Détecter l'air d'une planète à des années-lumière : le tour de force des astronomes

Détecter l’air d’une planète à des années-lumière : le tour de force des astronomes

Imaginez pouvoir, depuis votre fauteuil, deviner ce que respire un habitant vivant à des centaines de milliers de milliards de kilomètres. C’est ce que réalisent aujourd’hui les astronomes. En scrutant des planètes à des dizaines, voire des centaines d’années-lumière, ils parviennent à identifier les gaz présents dans leur atmosphère. Cet exploit repose sur l’analyse d’un simple filet de lumière, patiemment décortiqué.

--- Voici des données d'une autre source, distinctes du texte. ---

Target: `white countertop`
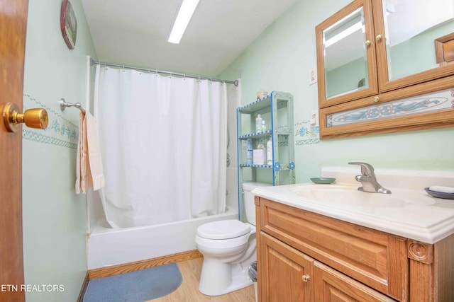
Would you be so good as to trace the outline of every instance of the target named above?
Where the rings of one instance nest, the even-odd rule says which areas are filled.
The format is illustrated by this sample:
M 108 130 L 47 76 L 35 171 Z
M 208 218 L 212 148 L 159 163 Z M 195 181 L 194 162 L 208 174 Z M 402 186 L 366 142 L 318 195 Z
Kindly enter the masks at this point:
M 327 174 L 328 176 L 326 174 L 324 176 L 330 177 L 329 173 Z M 380 178 L 377 177 L 377 179 L 380 182 Z M 446 182 L 440 182 L 438 183 L 446 185 Z M 426 187 L 435 184 L 437 182 Z M 335 185 L 344 184 L 336 182 Z M 350 182 L 345 185 L 355 189 L 361 184 L 358 182 L 353 185 Z M 392 193 L 390 195 L 393 197 L 405 196 L 409 200 L 414 199 L 421 202 L 402 207 L 317 202 L 301 197 L 297 192 L 299 187 L 304 187 L 301 186 L 326 186 L 324 187 L 328 189 L 331 185 L 333 185 L 307 183 L 263 187 L 254 189 L 253 194 L 281 204 L 426 243 L 435 243 L 454 233 L 454 199 L 432 197 L 423 187 L 410 190 L 385 187 L 391 190 Z M 365 197 L 367 198 L 367 195 Z M 335 194 L 333 198 L 336 198 Z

Quand une planète passe devant son étoile, la lumière raconte tout

Tout commence par un phénomène simple : le transit. Lorsqu’une exoplanète passe entre nous et son étoile, elle en masque une infime partie, permettant à une fraction de la lumière stellaire de traverser sa fine atmosphère. En chemin, cette lumière laisse des empreintes discrètes. Chaque molécule absorbe certaines longueurs d’onde spécifiques, permettant de comparer la lumière filtrée par l’atmosphère à celle de l’étoile seule. La différence révèle la composition de cet air lointain.

La spectroscopie de transmission, ou l’art de lire les molécules dans un rayon

Cette technique, appelée spectroscopie de transmission, décompose la lumière en couleurs, créant un spectre de transmission. En observant les zones plus sombres de ce spectre, les scientifiques identifient les molécules responsables de l’absorption, comme la vapeur d’eau, le méthane et le dioxyde de carbone. L’infrarouge est crucial dans cette analyse, car c’est là que les gaz se dévoilent le plus nettement.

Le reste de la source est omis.